As Três Cabeças da Professora de Geografia

O colégio tem dessas coisas. A gente apanha dos garotos mais fortes e é ignorado pelas gostosonas. Tudo bem. Um sistema em perfeita harmonia funciona assim. É a balança da natureza. A lei não escrita. Por isso, sempre me resignei na minha posição agüentando tudo, na certeza de que ali era o meu lugar.

O primeiro dia de aula sempre era o pior. Era a oportunidade de conhecer as garotas que eu nunca iria agarrar e tomar uns sopapos de garotos novos e ainda maiores que os antigos marmanjos.

A minha única vingança acontecia dentro de um estúdio instalado no quintal da minha casa. Com uma guitarra barata, um amplificador CCE que funcionava também como um maravilhoso fuzz e uma rudimentar bateria eletrônica, eu registrava todo o meu ódio em um gravadorzinho de cassetes que muitas vezes insistia em me ignorar.

Sempre gostei de minhas músicas, eu e somente eu as escutava. Mas uma inquietação crescente tomava conta de mim a cada sessão de gravação. Alguma coisa faltava. Havia, em algum ponto das canções, um vazio que sabe-se lá como seria preenchido.

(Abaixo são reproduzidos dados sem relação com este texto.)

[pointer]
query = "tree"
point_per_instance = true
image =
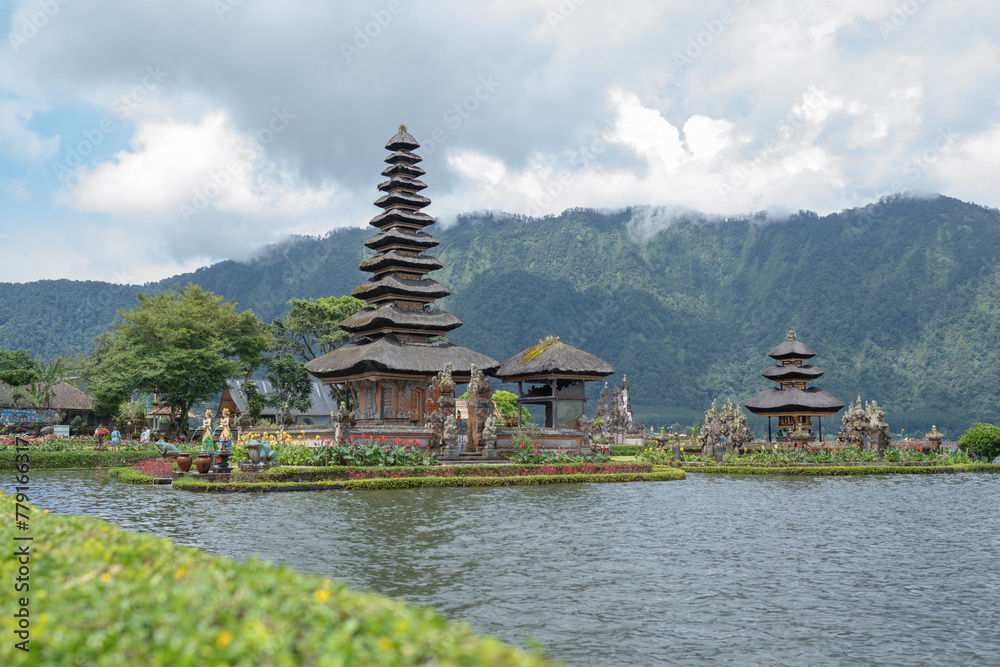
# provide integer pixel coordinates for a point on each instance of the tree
(49, 375)
(183, 345)
(291, 383)
(17, 368)
(506, 403)
(310, 329)
(982, 441)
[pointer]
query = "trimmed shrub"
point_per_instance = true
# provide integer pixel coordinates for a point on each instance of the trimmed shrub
(626, 450)
(833, 471)
(981, 441)
(204, 486)
(78, 459)
(130, 476)
(101, 595)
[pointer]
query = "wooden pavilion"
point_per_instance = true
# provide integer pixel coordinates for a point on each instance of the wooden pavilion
(556, 373)
(400, 342)
(792, 402)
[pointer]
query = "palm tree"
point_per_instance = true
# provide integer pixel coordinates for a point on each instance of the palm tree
(49, 375)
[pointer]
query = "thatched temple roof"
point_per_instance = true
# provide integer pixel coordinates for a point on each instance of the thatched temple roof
(551, 357)
(811, 400)
(400, 332)
(791, 348)
(789, 399)
(791, 372)
(388, 355)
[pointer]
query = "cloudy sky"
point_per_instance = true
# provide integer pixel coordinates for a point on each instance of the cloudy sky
(141, 138)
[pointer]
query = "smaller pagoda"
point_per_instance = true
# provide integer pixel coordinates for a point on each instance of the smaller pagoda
(556, 373)
(792, 401)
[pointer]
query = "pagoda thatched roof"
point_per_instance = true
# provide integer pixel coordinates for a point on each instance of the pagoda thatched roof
(399, 261)
(402, 141)
(403, 169)
(401, 198)
(402, 183)
(401, 216)
(792, 372)
(401, 237)
(810, 401)
(390, 286)
(391, 315)
(552, 357)
(389, 355)
(792, 348)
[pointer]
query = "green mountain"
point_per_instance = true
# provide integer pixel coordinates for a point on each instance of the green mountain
(899, 299)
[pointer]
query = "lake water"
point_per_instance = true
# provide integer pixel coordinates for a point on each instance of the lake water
(897, 569)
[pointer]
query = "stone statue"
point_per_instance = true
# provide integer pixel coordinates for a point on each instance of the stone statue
(166, 448)
(450, 430)
(260, 452)
(206, 440)
(226, 436)
(490, 429)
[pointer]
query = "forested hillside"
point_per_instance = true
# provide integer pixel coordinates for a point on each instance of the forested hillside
(900, 300)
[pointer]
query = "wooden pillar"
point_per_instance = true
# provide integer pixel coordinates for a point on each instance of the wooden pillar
(520, 393)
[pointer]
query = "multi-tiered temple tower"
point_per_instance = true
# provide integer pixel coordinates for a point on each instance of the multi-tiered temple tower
(400, 342)
(792, 402)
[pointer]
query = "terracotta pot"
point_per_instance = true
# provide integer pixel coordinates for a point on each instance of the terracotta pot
(203, 463)
(184, 461)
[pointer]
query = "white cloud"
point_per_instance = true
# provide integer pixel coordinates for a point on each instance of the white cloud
(172, 164)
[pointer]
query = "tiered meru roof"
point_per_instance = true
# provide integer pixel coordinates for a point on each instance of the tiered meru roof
(394, 330)
(789, 399)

E ali estava eu, então, mais um primeiro dia de aula. As costelas doíam de um abraço de urso oferecido por Jarbas, um cara que não tinha completado os doze anos mas que tinha mais barba que os retratos de Karl Marx nos livros de história. Com o walkman, eu escutava outra fita produzida nos últimos dias de férias e a agonia de não sentir as canções prontas crescia por sobre as costelas doloridas ou o cochicho debochado das gostosonas que me apontavam seus dedos pintados com esmalte importado.

Por isso, quando a professora entrou na aula, tive a melhor sensação de minha vida. Algo como um acalento divino que me colhe da aula e eleva aos céus, dando uma nova dimensão da participação do meu ser na harmonia universal.

Fui o primeiro para quem a professora de Geografia sorriu. Ela tinha três cabeças e seu sorriso triplo era o prenúncio do que viria a acontecer.

Depois de alguns bimestres de flertes discretos, porém intensos, passamos a nos encontrar escondidos com freqüência. Mais precisamente, no meu estúdio improvisado, onde gravamos mais canções do que havia estrelas no céu, todas elas mais brilhantes e vivas do que qualquer corpo celeste.

O coro de suas três bocas era o que faltava para que eu pudesse dormir em paz junto com as centenas de fitas cheias de guitarras com fuzz.

Gustavo Mini toca nos Walverdes e edita o zine Poneifax.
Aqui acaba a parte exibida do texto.